I don’t like remembering that visit. It was my last term there and Pius had just got a job and paid a quarter of my college fees that term. While other visitors carried large paper bags bearing sugar, juice, biscuits, margarine, Pius only had a newspaper.

“We are really toiling out there to get money to pay for your fees,” he said. “You therefore need to work extra hard in your studies and graduate with first class honours.” Pius went on to lecture me on how life out there was hard.

I had thought having come empty-handed, he would leave me with some good money. But, after a one-hour lecture, he gave me Sh100.

Uchumi ni mbaya,” he said sternly, “tumia hii pesa vizuri.” He did not even leave the newspaper.

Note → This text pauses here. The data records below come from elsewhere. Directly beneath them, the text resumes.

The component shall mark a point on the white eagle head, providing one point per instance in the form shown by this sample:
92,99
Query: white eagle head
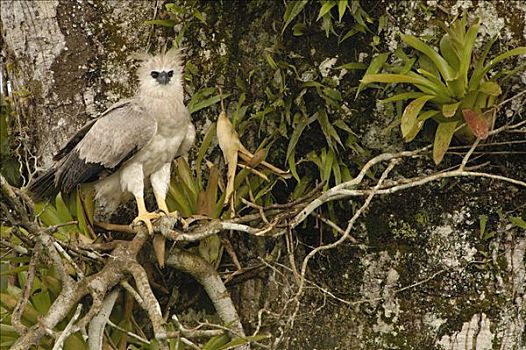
161,76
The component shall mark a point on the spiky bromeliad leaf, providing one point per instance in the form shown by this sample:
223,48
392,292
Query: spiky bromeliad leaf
443,66
410,114
449,110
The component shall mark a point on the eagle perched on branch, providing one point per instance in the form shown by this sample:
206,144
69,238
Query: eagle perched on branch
130,145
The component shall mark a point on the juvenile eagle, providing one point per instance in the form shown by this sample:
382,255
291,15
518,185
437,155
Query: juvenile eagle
131,144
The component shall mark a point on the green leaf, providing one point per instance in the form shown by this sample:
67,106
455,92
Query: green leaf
161,22
442,65
490,88
327,167
483,220
298,29
328,130
205,145
517,221
449,110
325,8
400,78
62,209
465,57
353,66
341,125
292,166
293,9
342,5
448,52
420,120
477,76
194,107
298,130
402,96
408,121
178,200
199,15
443,137
184,174
47,214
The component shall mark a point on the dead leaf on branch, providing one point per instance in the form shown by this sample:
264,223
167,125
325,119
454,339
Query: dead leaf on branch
232,148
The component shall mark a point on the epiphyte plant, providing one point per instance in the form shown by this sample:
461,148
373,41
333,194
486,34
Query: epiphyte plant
453,87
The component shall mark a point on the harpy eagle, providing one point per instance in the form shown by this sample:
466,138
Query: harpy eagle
130,145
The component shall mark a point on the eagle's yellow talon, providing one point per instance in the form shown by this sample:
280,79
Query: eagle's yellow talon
147,218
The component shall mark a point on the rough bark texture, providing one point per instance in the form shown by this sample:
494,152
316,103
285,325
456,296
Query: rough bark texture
468,293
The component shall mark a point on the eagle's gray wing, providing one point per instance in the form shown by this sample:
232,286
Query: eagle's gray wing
75,139
99,149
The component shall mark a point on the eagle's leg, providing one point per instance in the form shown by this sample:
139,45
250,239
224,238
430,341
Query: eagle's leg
160,182
132,181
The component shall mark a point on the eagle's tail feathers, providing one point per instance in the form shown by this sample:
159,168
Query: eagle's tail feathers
44,186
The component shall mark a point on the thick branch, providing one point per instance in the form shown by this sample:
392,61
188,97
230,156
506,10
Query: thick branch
208,277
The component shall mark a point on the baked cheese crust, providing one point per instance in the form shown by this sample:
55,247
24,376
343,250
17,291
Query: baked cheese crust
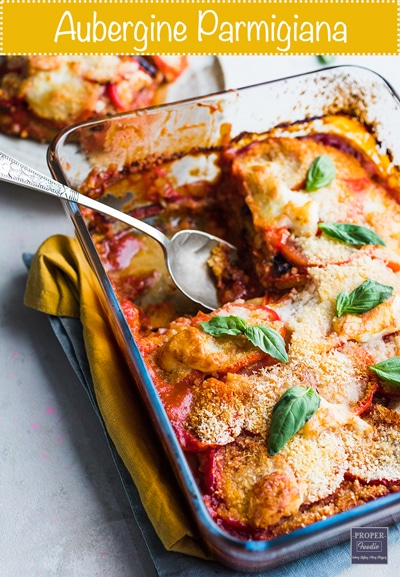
39,95
220,391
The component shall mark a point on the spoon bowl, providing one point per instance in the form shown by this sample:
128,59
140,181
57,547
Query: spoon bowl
186,254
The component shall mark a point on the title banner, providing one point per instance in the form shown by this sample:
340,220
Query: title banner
199,27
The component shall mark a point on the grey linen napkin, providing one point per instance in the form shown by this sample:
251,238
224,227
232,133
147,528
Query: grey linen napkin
327,563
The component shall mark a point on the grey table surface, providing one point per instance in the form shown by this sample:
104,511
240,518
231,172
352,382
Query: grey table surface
63,509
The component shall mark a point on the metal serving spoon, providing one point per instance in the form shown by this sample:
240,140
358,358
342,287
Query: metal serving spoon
186,253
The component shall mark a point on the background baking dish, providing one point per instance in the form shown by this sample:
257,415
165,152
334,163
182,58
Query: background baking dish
177,129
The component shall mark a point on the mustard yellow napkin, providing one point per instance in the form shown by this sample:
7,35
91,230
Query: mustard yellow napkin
61,283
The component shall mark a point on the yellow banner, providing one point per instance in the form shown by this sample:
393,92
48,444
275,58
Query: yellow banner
199,27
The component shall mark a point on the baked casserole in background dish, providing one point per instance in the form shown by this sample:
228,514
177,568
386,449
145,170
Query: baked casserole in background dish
284,403
40,95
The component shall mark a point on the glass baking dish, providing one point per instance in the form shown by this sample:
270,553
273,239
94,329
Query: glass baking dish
203,123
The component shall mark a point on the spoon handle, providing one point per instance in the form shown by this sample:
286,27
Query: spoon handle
16,172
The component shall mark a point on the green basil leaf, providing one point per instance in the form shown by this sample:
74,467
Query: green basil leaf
265,338
219,326
321,173
388,370
268,340
362,299
295,407
350,233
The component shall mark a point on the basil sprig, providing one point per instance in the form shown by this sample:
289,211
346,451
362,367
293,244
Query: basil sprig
295,407
321,173
350,233
265,338
388,370
363,298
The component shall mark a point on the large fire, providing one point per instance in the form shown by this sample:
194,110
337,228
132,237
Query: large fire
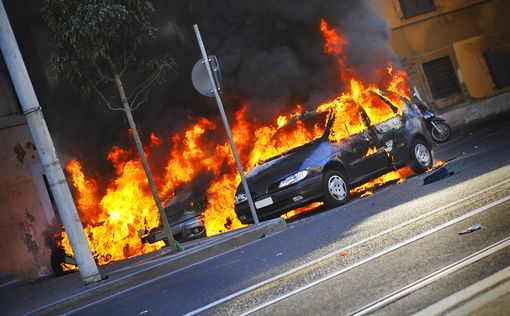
114,218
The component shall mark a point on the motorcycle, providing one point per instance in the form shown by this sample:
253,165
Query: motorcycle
437,126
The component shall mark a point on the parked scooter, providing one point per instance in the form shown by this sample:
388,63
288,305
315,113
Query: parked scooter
437,126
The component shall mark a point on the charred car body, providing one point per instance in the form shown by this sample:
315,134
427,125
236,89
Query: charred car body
183,213
325,168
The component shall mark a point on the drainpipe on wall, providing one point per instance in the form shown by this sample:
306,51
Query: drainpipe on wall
46,150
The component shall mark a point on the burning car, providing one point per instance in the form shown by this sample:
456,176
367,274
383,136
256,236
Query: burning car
183,213
354,143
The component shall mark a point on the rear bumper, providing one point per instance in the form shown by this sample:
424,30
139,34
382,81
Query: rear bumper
298,195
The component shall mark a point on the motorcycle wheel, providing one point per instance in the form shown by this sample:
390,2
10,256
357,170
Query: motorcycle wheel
441,132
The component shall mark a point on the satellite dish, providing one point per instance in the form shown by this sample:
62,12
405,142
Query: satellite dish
201,80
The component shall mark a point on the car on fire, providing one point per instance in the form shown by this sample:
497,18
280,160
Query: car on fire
357,145
183,213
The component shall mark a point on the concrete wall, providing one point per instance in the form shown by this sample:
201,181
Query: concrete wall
460,29
26,213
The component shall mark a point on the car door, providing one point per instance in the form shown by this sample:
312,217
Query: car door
390,133
361,151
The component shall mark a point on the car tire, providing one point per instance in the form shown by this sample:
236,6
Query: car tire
336,188
421,157
442,133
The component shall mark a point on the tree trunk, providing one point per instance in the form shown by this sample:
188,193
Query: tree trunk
163,219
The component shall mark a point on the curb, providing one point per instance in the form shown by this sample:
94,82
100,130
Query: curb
173,263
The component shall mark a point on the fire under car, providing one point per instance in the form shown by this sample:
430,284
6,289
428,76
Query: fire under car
351,151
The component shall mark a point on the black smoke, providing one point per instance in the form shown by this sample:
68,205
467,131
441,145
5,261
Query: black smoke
271,56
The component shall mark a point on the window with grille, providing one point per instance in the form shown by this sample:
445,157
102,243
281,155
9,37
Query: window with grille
412,8
499,67
441,77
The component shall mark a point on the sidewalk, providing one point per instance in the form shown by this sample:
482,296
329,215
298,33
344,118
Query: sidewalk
57,295
477,111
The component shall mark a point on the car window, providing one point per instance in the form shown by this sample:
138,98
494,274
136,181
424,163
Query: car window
347,121
379,110
300,130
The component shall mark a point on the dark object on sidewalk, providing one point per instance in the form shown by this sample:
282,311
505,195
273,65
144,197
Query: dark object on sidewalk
439,174
470,229
437,126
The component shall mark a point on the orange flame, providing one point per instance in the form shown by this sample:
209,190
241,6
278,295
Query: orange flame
115,217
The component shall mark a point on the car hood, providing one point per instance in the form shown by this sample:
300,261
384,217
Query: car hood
276,169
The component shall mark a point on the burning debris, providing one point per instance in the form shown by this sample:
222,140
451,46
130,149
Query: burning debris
113,214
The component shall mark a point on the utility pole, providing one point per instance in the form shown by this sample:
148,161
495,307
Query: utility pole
46,151
214,89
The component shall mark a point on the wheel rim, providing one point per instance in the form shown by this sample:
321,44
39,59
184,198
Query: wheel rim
422,155
337,187
440,132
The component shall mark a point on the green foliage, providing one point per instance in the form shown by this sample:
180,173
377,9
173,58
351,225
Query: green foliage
96,40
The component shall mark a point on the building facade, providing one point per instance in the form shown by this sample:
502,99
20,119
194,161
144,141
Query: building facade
455,51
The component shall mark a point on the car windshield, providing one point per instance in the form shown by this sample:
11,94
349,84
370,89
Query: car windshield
298,131
301,129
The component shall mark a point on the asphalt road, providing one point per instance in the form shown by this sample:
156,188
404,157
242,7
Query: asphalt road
356,257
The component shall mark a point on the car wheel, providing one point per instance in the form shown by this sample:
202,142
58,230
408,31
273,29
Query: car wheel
336,188
441,132
421,157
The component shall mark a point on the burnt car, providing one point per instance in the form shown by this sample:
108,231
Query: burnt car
183,213
357,144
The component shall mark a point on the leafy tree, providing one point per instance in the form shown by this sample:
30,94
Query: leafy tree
95,48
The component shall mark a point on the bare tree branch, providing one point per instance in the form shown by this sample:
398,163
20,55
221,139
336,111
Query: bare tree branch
101,95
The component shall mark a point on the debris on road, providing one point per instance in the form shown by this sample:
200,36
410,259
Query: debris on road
439,174
470,229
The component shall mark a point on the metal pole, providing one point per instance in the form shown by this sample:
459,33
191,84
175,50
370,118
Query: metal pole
46,150
225,123
167,231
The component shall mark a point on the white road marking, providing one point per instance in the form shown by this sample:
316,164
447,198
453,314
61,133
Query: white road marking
336,253
377,255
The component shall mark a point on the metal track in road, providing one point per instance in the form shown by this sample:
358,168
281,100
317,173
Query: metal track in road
378,255
336,253
398,294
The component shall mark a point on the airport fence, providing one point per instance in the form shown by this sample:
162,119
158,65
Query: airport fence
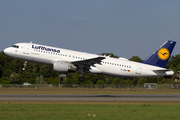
116,86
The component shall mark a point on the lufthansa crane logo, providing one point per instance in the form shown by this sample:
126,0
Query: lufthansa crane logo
163,53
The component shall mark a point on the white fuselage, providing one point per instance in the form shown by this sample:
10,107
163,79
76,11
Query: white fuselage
108,66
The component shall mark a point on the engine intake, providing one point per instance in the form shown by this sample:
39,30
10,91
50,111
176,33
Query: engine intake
64,67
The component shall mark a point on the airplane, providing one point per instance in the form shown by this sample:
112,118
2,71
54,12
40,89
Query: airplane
64,61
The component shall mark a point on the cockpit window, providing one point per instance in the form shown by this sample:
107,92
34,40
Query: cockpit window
15,46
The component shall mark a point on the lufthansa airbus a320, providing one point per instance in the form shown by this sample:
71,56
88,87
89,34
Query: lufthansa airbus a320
64,60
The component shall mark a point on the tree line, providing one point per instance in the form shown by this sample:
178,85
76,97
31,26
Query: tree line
11,73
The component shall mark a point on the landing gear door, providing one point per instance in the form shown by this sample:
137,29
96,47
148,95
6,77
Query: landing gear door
138,69
26,49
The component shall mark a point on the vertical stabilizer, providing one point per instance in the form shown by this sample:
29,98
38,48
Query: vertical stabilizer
161,56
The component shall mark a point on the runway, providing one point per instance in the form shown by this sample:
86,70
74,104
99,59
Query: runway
93,97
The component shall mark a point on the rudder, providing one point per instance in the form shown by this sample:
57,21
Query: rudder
161,56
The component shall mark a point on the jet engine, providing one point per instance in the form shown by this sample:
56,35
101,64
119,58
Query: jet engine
64,67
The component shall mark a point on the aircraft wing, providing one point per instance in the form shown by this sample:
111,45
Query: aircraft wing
88,62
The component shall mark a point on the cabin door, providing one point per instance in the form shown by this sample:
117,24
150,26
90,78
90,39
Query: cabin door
138,69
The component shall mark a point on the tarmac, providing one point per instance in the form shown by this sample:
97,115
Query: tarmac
93,97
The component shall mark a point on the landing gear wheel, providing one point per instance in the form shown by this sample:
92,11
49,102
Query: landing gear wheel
81,78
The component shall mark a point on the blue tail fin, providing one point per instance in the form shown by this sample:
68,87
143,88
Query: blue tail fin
161,56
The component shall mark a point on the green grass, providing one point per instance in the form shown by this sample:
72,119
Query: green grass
85,91
89,111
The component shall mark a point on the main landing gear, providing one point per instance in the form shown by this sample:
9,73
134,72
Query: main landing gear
81,78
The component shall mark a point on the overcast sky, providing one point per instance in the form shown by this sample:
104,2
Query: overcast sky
123,27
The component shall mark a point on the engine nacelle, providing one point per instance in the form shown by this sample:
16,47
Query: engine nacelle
63,67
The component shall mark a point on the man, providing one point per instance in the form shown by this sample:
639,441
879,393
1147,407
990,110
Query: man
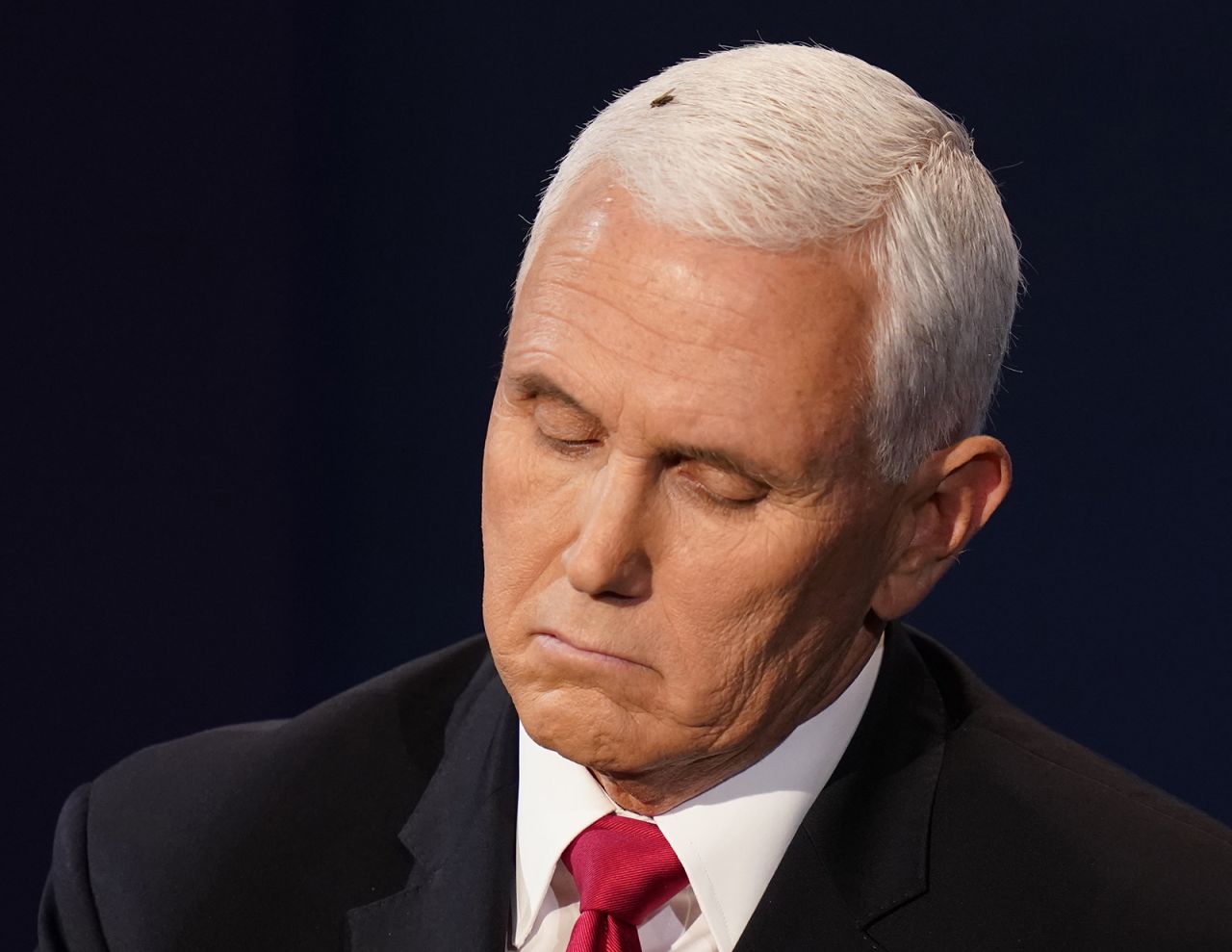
735,435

Although he paid only a quarter of my fees during my last term at Kilimambogo, Pius keeps telling everyone how he educated me when I was in college.

I may have missed being visited at school and college but, last week, I was visited big time.

Now you will remember the differences we had with Aunt Albina a few weeks ago when I preferred to watch an Ingwe match rather than travel with her housegirl back home. After that episode, Auntie Albina and I never “heard ear to ear”.

But a few days after I landed in Nairobi, she called. “I want you to talk to your young cousins and encourage them to be successful in life like you,” she said. “Are you allowed visitors at KU?” she asked.

“Come any day,” I replied.

“Tukuletee nini?” she asked.

I did not have to think too much about what they could bring me. “Quencher, scones, sugar, cocoa and unga ya kusiaga,” I said. I was broke.

The week before, I had been swimming in money, doing booming business at KU, and making good profits. But, as I came to realise, enemies of development are everywhere, and they don’t sleep.

Someone reported this to the university administration and, on the day when we had put all the money in new stock, security officers waylaid us, and confiscated it all.

With a roommate like Wesonga, life was difficult as the only thing he could provide in the room was himself. Aunt Albina’s intended visit could not have come at a better time.

Wesonga was very happy to hear that my aunt would be visiting me the next day. “Huyo Albino mwambie atuokolee,” he said, “tuko mbaya sana.”

That morning, as I left for the library, I asked Wesonga to clean the room. At the library all I thought of what Aunt Albina would bring. I drew up several budgets depending on the money she was likely to give me.

Unable to concentrate, I left the library and started walking back to the hostel. Now, if you have never been to KU, you should know that the university is as big as a city: it has many streets and avenues, a roundabout, skyscrapers, a stadium, a railway station and even a mortuary.